Und diesmal, im Jahr darauf, wollte sie bei der Jagd dabei sein.
    Eng aneinandergeschmiegt standen sie vor dem Trennvorhang zur Economy
Class und wiegten sich hin und her wie ein junges Liebespaar in einem
Hauseingang. Die beiden Flight Attendants sahen ihnen verstohlen zu. Ob
belustigt oder neidisch war ihren Mienen nicht zu entnehmen.
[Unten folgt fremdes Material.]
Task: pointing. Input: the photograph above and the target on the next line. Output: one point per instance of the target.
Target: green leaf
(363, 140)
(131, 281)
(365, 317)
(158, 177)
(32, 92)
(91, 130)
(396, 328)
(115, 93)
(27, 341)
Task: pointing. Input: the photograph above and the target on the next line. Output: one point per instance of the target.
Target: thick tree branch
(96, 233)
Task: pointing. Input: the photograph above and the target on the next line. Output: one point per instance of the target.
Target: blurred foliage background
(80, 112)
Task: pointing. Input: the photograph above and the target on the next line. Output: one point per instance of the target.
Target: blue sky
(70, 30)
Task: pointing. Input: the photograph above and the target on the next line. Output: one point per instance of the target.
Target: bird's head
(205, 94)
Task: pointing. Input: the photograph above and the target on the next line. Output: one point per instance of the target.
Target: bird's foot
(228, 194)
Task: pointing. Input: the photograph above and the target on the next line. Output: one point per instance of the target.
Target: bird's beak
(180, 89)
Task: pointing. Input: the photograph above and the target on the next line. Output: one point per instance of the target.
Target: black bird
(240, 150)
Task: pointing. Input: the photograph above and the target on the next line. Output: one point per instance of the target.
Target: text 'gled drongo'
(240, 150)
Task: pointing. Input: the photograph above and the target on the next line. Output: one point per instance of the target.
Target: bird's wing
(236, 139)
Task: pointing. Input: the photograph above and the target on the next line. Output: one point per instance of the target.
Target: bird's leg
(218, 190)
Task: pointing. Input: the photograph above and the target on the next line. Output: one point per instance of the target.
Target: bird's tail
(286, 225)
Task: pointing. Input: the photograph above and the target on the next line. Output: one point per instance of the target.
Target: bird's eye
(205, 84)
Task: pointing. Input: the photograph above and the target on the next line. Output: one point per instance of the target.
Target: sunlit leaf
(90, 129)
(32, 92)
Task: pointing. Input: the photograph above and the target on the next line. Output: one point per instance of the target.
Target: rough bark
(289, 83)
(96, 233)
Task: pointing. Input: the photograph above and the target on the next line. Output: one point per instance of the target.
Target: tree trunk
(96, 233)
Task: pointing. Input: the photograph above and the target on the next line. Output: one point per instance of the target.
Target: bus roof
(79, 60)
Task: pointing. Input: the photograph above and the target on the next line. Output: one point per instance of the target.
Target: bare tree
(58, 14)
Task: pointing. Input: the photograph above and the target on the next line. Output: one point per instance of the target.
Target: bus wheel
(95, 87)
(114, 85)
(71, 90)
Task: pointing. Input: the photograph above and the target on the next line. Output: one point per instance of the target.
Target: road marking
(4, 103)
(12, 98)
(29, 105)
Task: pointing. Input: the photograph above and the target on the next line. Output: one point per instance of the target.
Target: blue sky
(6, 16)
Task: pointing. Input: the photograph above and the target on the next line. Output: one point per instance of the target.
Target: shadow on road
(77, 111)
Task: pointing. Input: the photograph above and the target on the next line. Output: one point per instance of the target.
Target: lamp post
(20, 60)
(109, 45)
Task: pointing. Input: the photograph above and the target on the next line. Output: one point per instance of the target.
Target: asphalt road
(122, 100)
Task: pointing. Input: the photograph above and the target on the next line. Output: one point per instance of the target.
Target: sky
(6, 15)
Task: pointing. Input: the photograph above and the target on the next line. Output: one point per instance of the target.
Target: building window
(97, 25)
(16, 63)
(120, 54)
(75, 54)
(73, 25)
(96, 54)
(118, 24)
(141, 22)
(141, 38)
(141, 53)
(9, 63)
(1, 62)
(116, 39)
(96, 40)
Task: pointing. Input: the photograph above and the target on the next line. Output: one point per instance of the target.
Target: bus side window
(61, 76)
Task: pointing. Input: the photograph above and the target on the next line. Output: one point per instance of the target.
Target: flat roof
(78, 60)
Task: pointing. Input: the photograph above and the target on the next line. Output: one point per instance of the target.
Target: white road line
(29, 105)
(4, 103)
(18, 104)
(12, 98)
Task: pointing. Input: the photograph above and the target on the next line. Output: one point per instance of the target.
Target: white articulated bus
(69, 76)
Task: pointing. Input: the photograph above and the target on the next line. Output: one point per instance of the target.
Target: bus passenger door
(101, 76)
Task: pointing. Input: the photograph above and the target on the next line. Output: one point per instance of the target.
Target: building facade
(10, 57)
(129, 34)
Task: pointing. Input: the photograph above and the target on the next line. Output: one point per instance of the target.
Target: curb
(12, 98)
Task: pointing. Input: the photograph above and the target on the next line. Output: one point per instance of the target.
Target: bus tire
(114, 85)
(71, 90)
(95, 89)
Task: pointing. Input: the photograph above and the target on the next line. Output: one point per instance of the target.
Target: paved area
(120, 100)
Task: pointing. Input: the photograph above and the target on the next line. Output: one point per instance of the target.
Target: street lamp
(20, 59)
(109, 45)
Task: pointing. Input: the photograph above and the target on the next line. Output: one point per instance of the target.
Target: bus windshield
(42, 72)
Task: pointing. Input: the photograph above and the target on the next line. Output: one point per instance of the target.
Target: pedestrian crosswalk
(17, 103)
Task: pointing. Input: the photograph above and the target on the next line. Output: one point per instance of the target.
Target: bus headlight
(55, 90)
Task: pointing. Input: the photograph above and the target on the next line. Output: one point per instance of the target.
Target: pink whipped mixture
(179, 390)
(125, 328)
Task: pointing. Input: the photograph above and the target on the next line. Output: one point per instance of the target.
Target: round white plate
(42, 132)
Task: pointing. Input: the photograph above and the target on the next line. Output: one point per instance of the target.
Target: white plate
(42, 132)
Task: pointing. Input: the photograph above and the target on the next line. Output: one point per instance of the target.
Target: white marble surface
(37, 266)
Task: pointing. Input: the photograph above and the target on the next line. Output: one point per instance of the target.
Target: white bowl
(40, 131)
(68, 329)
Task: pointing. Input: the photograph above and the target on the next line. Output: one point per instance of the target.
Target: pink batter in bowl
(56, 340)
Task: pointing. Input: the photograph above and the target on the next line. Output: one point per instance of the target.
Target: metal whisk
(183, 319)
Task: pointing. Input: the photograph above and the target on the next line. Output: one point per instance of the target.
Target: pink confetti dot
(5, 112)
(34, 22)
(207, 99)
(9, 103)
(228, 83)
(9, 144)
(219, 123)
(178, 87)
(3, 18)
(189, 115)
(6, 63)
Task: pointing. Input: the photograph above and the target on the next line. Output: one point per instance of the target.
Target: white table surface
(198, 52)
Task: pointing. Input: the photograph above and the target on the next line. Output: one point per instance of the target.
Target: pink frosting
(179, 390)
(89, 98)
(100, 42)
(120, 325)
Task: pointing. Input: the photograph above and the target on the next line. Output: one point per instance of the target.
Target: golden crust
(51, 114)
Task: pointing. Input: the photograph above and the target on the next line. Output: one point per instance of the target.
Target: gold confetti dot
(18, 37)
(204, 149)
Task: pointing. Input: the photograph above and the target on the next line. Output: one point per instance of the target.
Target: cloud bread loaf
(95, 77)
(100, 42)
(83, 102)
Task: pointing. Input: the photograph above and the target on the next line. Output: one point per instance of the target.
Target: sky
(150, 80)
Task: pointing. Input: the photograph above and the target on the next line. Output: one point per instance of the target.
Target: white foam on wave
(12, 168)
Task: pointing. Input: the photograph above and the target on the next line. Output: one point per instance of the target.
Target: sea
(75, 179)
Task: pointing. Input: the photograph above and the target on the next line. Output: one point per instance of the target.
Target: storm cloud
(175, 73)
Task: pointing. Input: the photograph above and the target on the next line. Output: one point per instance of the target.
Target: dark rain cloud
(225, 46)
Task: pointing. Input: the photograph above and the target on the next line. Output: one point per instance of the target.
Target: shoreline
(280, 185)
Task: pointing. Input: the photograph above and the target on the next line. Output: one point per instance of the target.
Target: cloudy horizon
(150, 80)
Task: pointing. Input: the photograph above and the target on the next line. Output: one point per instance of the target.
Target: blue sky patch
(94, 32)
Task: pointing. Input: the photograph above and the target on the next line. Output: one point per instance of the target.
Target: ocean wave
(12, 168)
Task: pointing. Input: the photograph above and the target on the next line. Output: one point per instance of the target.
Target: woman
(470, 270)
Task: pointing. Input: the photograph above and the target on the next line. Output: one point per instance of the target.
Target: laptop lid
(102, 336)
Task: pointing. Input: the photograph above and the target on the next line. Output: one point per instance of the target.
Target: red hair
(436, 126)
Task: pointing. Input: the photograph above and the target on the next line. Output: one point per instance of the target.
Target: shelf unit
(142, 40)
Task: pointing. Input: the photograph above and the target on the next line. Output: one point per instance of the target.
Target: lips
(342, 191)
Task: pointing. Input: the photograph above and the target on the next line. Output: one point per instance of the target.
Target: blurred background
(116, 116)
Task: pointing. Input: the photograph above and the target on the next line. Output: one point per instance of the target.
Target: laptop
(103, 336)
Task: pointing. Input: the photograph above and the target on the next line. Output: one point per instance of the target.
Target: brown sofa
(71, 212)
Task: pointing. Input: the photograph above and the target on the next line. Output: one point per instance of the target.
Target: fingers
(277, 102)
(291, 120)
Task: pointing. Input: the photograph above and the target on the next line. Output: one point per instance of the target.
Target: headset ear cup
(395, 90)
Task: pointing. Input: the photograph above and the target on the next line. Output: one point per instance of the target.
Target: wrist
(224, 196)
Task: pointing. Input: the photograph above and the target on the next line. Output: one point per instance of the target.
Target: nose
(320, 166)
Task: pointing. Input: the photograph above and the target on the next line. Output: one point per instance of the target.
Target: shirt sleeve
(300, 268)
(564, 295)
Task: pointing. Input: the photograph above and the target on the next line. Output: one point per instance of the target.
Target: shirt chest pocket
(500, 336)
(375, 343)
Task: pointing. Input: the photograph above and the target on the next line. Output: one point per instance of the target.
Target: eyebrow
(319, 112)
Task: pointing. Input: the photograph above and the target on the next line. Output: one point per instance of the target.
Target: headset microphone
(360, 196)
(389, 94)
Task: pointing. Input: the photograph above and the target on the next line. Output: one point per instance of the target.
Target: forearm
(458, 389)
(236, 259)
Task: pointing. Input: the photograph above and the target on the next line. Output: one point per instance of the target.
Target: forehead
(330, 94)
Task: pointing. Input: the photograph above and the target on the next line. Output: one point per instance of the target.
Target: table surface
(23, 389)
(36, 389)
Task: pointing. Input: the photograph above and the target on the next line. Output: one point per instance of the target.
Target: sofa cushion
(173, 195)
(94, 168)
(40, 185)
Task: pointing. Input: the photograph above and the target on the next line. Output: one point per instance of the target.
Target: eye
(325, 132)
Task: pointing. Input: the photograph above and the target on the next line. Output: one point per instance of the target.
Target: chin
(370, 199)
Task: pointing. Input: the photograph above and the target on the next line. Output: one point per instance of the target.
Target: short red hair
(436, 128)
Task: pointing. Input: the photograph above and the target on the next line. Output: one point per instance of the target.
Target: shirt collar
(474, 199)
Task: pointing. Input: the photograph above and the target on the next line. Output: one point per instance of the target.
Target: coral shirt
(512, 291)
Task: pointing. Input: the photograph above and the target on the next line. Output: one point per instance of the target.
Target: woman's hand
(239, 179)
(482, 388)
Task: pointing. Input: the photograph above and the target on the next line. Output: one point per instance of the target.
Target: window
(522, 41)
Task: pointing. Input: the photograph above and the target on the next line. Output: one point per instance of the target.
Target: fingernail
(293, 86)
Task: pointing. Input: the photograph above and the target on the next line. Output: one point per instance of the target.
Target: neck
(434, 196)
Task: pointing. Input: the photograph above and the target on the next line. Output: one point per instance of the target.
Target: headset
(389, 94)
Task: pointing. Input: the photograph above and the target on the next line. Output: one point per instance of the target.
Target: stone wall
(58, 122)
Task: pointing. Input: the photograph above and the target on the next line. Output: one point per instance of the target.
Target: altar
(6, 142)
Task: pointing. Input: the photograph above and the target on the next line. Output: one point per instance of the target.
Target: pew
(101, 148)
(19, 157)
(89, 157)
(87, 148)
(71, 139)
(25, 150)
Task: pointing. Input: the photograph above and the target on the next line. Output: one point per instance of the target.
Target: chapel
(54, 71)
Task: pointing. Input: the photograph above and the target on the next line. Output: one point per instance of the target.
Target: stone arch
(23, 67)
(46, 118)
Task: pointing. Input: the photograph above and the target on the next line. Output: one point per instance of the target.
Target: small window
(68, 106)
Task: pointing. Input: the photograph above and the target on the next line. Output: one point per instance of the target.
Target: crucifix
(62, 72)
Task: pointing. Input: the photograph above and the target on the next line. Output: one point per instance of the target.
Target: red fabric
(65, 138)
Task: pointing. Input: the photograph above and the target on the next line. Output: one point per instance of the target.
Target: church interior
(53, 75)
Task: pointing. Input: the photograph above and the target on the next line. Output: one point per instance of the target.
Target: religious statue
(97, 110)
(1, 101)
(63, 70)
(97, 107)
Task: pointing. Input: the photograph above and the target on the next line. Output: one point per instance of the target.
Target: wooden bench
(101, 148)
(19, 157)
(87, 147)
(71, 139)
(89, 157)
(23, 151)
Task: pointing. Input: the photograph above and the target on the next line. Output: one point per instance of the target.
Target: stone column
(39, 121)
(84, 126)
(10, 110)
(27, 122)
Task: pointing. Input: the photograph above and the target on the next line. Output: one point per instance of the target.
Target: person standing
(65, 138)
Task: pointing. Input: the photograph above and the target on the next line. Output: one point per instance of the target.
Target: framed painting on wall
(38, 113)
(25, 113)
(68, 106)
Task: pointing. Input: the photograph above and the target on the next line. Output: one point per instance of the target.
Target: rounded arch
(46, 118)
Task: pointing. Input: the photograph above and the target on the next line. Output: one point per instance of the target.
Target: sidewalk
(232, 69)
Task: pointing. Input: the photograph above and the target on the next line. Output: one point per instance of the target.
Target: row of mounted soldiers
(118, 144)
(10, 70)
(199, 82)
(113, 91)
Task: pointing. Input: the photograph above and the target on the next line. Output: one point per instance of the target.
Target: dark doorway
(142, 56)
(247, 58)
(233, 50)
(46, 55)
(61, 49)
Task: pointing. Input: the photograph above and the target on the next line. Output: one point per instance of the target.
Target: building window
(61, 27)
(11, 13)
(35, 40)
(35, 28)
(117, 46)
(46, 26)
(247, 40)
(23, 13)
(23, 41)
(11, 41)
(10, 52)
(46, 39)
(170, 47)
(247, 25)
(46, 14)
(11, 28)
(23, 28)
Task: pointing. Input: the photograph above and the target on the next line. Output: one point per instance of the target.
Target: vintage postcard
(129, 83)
    »Cowboys. Es gibt sie kaum noch«, fuhr Luger fort. »Wir haben es
doch gesehen letztes Jahr in Texas. Baseballcaps statt Cowboyhüten. Turnschuhe
statt Cowboystiefel. Ich versuche mir meinen Stetson und meine Stiefel noch
möglichst lange zu bewahren. Auch im übertragenen Sinn.«
    »Ja, mach das, mein geliebter Cowboy. Ich liebe deine Stiefel und
deinen Hut. Eure Rasse soll nicht aussterben wie der Büffel, der Puma und der
graue Wolf.«
    Clara, fest an Lugers Körper gepresst, überlegte einen Moment lang,
ob er wohl ihre Brüste durch ihr Top und sein Hemd spürte. Er fühlte sich so
gut an. So könnte es weitergehen, ewig weiter. Immer weiterwiegen, mehr von
seinem Körper gegen den ihren spüren. Sie bewegte die Wange weg von seiner
Wange, sah mit verklärtem Blick zu ihm auf, und er küsste sie, und sie küsste
ihn. Es war ein endloser, weicher Kuss.
    Nein, sie wollte nicht schon wieder auf eine seiner Jagden
mitziehen. Ihr hätte es genügt, einfach hier im Flugzeuggang zu stehen, ihn zu
küssen und ihn, eingewickelt im Trennvorhang, zu lieben.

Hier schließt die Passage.